Menjadi sangat nggak masuk akal, ketika segelintir fans di Indonesia malah memberikan pembelaan pada kelakuan Seungri. Alhasil, hal ini dikecam keras oleh beberapa fans KPopers lintas negara. Untungnya, pacar saya yang saat itu ditanya soal ini, dengan tegas mengecam dan prihatin. Saya jadi lumayan tenang dengan nalar berpikirnya. Pasalnya, beberapa kelompok KPopers memang dikenal ofensif dan agresif di media sosial ketika junjungannya dicela oleh pihak tertentu.
Sikap ini perlu dimaklumi sekaligus dikritisi.
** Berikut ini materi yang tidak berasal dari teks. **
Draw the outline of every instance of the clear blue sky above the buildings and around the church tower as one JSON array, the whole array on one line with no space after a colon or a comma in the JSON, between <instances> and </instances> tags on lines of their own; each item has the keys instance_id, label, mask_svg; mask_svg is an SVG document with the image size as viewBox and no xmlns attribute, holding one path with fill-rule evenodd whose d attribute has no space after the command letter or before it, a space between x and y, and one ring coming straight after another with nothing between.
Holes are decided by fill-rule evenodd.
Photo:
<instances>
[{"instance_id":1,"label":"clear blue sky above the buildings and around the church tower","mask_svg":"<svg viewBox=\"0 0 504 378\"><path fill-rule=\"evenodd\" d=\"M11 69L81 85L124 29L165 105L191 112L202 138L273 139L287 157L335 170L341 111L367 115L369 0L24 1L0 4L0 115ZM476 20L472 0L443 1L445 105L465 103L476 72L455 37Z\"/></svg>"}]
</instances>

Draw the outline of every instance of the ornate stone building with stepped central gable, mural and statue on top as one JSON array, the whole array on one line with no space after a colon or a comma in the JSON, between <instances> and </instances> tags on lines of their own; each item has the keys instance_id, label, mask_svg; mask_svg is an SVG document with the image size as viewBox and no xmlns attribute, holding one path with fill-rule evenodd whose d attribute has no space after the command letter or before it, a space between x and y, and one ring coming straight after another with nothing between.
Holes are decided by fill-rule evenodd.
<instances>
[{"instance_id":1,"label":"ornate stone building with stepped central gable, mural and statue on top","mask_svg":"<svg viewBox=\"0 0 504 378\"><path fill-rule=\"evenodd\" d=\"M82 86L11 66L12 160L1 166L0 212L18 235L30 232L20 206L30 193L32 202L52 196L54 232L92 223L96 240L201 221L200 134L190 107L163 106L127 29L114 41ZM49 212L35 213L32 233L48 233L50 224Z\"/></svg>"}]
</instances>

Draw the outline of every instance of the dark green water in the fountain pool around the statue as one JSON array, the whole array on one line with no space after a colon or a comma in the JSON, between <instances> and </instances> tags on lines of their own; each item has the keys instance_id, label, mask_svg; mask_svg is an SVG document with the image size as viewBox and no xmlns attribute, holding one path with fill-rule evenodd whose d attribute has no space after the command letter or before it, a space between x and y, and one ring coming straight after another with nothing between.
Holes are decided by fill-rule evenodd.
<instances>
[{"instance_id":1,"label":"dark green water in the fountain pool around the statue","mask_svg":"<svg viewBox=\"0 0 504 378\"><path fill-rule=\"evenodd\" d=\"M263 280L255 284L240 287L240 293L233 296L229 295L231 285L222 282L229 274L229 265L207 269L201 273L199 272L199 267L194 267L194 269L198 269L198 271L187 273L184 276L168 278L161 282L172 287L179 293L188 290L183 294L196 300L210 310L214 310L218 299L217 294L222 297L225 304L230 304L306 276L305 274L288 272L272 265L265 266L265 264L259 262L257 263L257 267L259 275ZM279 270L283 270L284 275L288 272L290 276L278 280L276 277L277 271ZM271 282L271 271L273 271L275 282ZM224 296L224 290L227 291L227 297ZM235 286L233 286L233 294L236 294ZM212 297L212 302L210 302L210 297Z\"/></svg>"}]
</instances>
Pemakluman perlu, kalau memang celaan yang dilontarkan bernada menghakimi para fans dengan semena-mena. Ya, memangnya yang nyela, nggak pernah mengidolakan seseorang, po? Tapi, satu hal yang wajib diingat: pemujaan berlebihan itu nggak ada baik-baiknya, Saudara-saudara. Camkan ini!
Alih-alih terus mempermasalahkan pacar yang KPopers. Justru saya senang melihat kesempatan yang bisa dimanfaatkan dari dunia fangirling yang dilakukan pacar saya. Peluang bisnis, misalnya. Dia pernah iseng-iseng bikin akun base Twitter yang telah terhubung dengan segala hal berbau KPop. Tak disangka, bisa laku di angka 100-200 ribu. Dan dia, berhasil jualan sampai sepuluh kali. Gimana? Lumayan, kan, buat biaya ngapel sebulan?
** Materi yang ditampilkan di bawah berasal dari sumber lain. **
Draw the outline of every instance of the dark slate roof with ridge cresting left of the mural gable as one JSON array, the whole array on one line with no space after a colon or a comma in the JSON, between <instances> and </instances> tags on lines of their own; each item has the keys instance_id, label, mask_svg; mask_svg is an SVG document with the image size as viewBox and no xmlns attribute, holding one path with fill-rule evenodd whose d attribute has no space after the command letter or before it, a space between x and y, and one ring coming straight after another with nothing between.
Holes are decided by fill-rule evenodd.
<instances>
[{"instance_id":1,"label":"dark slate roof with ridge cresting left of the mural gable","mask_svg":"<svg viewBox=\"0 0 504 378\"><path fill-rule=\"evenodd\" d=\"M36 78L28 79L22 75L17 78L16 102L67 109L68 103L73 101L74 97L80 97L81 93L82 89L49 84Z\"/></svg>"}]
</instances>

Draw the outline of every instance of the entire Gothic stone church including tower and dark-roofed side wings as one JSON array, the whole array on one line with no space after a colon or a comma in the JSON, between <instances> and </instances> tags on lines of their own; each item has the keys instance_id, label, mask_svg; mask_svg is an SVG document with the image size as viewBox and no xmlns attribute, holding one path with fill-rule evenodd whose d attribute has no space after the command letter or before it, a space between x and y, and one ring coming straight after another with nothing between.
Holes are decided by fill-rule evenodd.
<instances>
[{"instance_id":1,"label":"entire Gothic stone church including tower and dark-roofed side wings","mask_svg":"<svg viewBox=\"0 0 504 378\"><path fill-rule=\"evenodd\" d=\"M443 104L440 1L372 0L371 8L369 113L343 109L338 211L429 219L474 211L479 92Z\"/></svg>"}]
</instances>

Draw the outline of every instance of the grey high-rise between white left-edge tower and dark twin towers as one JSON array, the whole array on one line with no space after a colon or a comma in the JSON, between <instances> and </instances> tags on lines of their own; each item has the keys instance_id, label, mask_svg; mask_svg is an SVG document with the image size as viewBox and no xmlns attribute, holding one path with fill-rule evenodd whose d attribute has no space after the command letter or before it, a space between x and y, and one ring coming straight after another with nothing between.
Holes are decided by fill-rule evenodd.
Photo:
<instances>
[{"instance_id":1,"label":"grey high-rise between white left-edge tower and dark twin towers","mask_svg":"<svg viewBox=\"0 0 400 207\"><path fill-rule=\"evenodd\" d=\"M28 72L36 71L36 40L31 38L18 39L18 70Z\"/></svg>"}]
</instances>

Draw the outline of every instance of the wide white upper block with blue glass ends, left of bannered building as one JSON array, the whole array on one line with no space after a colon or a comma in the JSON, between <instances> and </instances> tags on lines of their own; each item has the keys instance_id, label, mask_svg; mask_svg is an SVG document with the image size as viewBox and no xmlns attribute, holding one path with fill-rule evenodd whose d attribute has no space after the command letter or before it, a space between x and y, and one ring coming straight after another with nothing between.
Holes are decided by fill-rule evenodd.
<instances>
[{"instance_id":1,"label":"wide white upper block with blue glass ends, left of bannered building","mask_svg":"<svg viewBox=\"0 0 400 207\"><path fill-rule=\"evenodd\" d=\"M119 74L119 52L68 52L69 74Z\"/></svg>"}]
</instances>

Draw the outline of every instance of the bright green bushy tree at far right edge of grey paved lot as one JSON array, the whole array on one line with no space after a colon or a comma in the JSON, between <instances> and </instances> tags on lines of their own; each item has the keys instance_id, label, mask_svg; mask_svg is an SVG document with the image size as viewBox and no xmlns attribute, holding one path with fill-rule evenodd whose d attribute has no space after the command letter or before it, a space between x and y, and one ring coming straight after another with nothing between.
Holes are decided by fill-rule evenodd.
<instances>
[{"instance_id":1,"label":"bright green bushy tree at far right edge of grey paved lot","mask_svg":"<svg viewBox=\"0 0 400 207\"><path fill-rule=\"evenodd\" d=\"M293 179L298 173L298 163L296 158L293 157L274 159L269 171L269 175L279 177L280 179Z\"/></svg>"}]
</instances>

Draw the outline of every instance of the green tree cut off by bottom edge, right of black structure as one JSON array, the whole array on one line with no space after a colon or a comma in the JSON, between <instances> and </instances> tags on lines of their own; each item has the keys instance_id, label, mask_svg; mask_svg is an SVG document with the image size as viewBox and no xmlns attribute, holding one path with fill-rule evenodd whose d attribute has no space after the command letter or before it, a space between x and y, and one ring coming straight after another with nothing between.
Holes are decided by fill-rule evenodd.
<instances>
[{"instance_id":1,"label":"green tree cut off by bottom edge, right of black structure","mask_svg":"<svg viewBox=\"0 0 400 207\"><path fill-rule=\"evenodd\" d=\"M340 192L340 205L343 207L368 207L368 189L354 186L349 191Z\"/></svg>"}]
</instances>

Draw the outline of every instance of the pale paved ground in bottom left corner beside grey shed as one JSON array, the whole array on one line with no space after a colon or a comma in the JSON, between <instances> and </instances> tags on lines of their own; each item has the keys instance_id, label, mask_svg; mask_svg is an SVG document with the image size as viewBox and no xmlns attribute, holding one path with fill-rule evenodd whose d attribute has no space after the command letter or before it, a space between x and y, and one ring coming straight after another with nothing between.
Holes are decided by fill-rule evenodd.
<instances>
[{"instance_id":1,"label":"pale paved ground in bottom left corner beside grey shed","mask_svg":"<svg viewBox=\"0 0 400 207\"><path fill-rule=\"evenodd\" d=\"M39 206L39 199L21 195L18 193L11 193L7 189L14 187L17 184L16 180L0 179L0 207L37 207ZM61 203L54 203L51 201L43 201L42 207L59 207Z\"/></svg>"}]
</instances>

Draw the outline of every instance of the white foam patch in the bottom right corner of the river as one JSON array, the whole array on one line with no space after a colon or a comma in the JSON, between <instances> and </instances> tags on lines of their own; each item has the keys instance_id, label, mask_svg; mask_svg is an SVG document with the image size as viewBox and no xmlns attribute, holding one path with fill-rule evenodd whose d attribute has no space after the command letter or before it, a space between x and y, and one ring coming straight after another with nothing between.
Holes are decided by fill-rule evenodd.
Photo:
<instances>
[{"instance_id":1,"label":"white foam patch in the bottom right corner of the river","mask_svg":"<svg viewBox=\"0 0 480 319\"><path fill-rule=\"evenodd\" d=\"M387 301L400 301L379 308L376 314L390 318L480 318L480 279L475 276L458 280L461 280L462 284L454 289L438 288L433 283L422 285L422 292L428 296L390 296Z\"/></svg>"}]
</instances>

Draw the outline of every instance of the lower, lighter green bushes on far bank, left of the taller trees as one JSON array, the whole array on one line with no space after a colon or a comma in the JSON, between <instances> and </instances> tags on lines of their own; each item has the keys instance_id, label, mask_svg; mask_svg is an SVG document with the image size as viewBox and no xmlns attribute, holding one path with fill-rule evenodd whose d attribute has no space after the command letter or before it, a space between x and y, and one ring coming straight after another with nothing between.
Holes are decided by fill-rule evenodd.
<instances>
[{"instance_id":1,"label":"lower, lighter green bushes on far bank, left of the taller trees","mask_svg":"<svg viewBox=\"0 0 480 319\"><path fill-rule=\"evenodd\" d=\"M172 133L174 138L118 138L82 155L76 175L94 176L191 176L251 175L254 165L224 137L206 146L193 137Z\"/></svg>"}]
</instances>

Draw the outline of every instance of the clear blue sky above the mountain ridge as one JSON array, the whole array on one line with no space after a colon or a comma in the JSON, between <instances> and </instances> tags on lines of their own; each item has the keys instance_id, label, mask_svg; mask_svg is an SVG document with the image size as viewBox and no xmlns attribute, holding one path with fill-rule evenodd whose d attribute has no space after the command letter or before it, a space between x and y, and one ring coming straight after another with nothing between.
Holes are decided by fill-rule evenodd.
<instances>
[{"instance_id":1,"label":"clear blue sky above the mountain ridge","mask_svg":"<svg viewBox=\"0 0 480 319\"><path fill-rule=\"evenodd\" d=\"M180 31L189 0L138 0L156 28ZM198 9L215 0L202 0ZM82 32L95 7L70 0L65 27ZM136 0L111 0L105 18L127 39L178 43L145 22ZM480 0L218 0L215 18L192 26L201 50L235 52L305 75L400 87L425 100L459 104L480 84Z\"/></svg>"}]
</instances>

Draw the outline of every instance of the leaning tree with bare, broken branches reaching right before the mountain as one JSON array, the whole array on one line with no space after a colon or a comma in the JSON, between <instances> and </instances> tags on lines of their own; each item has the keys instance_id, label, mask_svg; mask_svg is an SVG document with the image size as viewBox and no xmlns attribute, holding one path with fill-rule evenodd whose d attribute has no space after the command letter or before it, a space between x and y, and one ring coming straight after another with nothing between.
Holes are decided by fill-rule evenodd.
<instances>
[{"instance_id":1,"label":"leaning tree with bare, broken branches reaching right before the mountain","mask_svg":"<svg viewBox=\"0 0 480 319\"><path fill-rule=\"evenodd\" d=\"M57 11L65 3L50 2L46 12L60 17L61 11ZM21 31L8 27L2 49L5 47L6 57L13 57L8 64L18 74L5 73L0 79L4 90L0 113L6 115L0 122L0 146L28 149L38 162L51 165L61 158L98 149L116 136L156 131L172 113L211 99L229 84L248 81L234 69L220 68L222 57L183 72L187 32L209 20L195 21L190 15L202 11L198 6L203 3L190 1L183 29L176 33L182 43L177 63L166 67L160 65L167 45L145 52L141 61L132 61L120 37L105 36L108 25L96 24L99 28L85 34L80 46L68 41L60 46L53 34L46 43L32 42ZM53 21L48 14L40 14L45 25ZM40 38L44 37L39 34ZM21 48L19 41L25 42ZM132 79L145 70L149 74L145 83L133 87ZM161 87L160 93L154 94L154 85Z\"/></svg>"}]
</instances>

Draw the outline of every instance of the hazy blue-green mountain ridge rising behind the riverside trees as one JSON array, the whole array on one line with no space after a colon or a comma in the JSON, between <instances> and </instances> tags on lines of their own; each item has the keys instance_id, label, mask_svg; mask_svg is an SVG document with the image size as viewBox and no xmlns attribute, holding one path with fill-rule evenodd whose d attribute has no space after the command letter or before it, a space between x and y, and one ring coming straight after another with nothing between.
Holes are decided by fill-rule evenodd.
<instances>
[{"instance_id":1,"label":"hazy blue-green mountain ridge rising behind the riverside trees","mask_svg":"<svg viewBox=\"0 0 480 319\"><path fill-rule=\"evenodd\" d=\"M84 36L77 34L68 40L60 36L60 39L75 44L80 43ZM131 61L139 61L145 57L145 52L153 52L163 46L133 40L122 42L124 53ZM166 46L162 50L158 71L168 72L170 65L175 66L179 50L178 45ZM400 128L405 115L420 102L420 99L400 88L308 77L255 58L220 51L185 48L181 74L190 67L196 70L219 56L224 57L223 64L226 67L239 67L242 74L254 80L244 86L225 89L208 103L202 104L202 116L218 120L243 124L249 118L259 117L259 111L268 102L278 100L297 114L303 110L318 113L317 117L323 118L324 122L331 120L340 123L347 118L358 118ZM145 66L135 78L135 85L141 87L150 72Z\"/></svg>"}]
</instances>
Sebetulnya, tak cuma itu saja ladang bisnisnya. Masih ada berjibun kesempatan lain, mulai dari jualan album sampai pernak-pernik yang tak terbayangkan itu bakal laku dijual—kalau kalian bukan menjadi salah satu bagian dari mereka.
Jadi, sudahlah santai saja, meskipun mereka seolah ngefans parah sama oppa-oppa Korea, sebetulnya di dalam diri para KPopers ini ya, biasa aja. Mereka tetap doyan lelaki lokalan dan nggak cuma bisa dikasih makan sayur kimchi sama roti beras ala Korea doang.
Anggap saja, fangirling adalah cara mereka membahagiakan diri sendiri. Sebagaimana kalian suka bola atau suka melototin foto profil Dian Sastro pas cantik-cantiknya. Lagian, kita juga nggak rugi-rugi amat kok sama postingan mereka. Tenang saja, kadang juga ada foto personil Blackpink yang nyangkut di antara postingan mereka, kok.